Friday, December 2, 2011

A very special Christmas card: dear McGowrans


The world is badly in need of 'good news' stories. Sadly, they rarely make the headlines. Stories like this, though, sometimes do get their own moment in the sun.

Glenn McGowran
  Let me go back a little. It would have been right at the end of 2009, I think. It was one of those rare occasions that I was listening to a cricket test match being broadcast on ABC Radio. Rare, i.e., in the sense that I would usually be watching such a match on TV rather than have the radio on instead.

  This was only days after I'd been operated on for a highly malignant glioblastoma multiforme brain tumour. The ABC was running a competition about interesting local cricketing stories, when this one came up.

  You can (and should!) read it more fully and better described here, but the gist of it as I heard it on the radio was this. The brother of a young cricketer called Glenn McGowran had told the story of how Glenn, battling a malignant brain tumour of a different type to mine still played his cricket, even when he was having seizures.

  If he felt a seizure coming on while batting, the best sporting traditions of this game would cut in. The match would just stop for a few minutes, and then he'd come back out and resume his innings. Given the effects of a focal seizure, it takes guts, and sporting friend and foe alike respected that, as he expected no favours when the game resumed. When he was fielding, he just continued playing if a seizure was hanging around.

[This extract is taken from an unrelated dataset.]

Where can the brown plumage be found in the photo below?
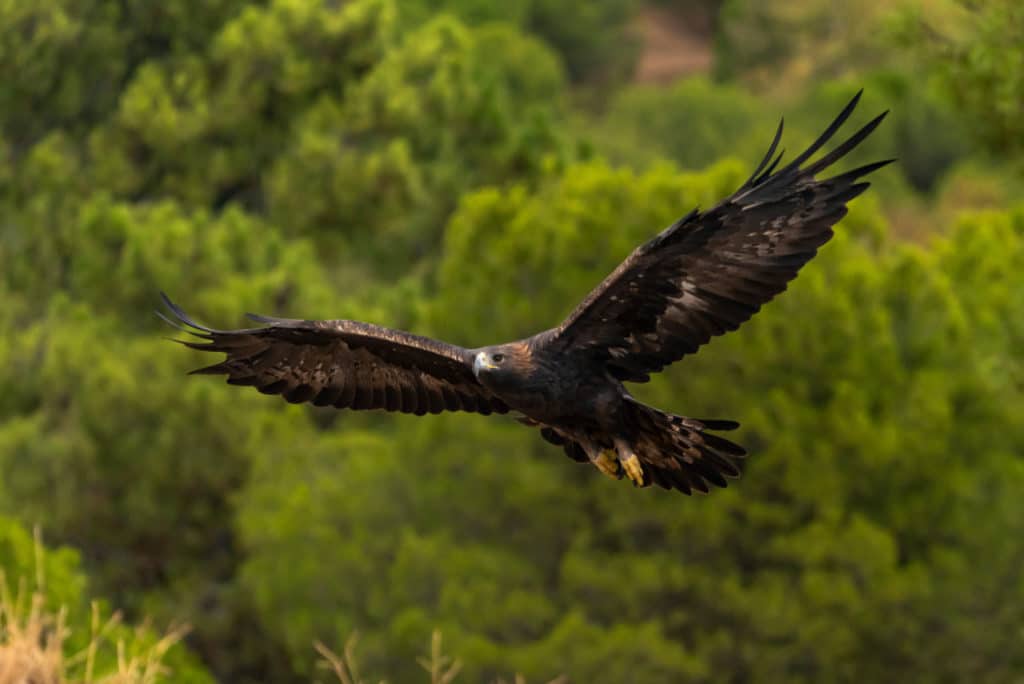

  In précis form like this, it doesn't seem as great as it is, but it was truly inspirational. Not surprisingly, it won the story competition. It wouldn't have mattered if it hadn't. The story was the thing that counted. It's told better than I can in other stories here and here.

  If anything happens by chance, then chance dictated that I would meet up with his brother Paul, the one who'd sent his story to the ABC. It wasn't a physical meeting, but a brief Twitter exchange only a few weeks ago. It established that instantaneous bond between people who share a life-and-death family experience.

  That's not quite the centrepiece of my story. Malignant brain tumours are relentless bastards - there are few other words for them, and they've been called worse. By me as well as other people. The problem rarely goes away altogether. Glenn's been battling this since 2006. There are periods of imminent danger and those of remission.

  The highest grades of tumours can't be eradicated entirely, as a rule. They are a Sword of Damocles that hangs over the lives of those who have them, and just as importantly, over their close families.

  Sometimes I think the pain of those close to a person with a very serious medical problem is placed on the periphery, but it's also at the centre of their lives as well. It's especially poignant when the person is young: a child or young mother or father, or one where their children really need them and where their greatest wish is to see their children safely into adulthood.

  Glenn's going to be a daddy in a few months. Imagine if you will the stress that he and his family felt when the next brain scan (MRI) was due a few weeks ago. Seeing what's below, it would be impossible not to appreciate and share the joy with them all of knowing that a good period of grace is ahead, and perhaps one allowing enough time to access the medication that will deal with the tumour once and for all.


  You need more words than that? I don't see why. That symbol at the end, if you don't know, stands for a wide smile. :D

  Who needs more? Merry Christmas, McGowran clan.

(NOTE: The photos have been shamelessly plundered from the newspaper articles I've referenced above. I thank them.)